Other considerations

We found that the higher IS caused a decrease in tension, which is accompanied by a much smaller decrease in stiffness (Fig. 2A and B). A couple of possibilities exist to explain this phenomenon. Firstly, the higher IS causes a transition of the strongly attached cross-bridges to the weakly attached cross-bridges (Fig. 12; AMS and AMDP in Scheme 1), which may correspond to the previous observation that high IS retains the number of cross-bridges in the low force states and thereby decreases isometric tension (Seow & Ford 1993). This is realized by the attached cross-bridges that contribute to stiffness but not to force (Colombini et al. 2010).
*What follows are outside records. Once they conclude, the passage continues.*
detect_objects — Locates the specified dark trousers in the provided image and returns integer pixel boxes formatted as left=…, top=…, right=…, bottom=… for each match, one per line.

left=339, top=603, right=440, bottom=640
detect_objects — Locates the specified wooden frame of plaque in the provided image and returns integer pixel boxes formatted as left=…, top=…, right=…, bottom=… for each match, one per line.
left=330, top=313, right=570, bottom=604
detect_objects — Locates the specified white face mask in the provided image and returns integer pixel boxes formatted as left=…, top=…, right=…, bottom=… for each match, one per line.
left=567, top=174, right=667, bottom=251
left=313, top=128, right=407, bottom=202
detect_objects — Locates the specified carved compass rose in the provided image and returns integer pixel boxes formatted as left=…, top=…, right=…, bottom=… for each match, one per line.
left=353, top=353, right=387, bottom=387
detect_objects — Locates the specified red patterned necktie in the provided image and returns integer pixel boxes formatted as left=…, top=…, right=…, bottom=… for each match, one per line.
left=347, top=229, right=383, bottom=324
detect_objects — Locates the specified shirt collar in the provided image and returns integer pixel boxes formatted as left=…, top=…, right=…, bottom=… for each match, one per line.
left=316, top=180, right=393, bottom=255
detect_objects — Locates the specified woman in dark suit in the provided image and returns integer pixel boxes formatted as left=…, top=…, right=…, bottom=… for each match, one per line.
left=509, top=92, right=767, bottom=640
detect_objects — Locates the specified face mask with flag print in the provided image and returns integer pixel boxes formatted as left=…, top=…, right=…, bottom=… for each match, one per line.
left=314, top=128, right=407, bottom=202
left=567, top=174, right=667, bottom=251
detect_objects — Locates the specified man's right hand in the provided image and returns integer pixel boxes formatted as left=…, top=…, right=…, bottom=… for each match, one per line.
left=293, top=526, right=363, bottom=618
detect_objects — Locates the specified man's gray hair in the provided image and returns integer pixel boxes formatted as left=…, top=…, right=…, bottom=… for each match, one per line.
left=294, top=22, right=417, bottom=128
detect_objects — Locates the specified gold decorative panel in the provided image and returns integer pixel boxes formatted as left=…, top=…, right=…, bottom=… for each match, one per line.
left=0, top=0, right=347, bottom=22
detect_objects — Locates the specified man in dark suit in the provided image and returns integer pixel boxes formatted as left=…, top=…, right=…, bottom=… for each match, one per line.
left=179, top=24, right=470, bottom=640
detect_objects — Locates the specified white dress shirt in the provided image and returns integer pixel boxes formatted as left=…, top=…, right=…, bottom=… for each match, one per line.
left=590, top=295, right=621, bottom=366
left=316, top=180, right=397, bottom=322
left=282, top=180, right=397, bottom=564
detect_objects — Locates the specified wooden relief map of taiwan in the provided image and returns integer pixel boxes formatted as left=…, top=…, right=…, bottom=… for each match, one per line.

Our results demonstrate that the number of strongly attached cross-bridges (Fig. 12, Att) decreases similarly to stiffness (Fig. 2A and B) with an increase in IS.

Scheme 1.

Elementary steps of the cross-bridge cycle in striated muscle fibres. The details can be found in Scheme 1 of (Wang et al. 2013).

Conclusion

The markedly decreased force per cross-bridge and decreased number of strongly attached cross-bridges at high IS can collectively result in the decreased tension production in muscle fibres, where the decreased force/cross-bridge plays a more significant role than the decreased number of cross-bridges. The effect of IS on muscle contractility is based on cross-bridge kinetics, but not on series elastic elements. An increase in IS affects the cross-bridge kinetics via increases in nucleotide binding steps (K₀, K₁), cross-bridge detachments steps (k₂, k₋₄), and the phosphate release step (1/K₅) in the cross-bridge cycle. The significance of our findings is that the final step of force generation is promoted by the electrostatic interaction: this interaction is diminished at higher ionic strength to result in a less power stroke hence less force/cross-bridge; that the electrostatic force between Pi and myosin promotes their binding, whereas the electrostatic force does not promote ATP and ADP binding to myosin.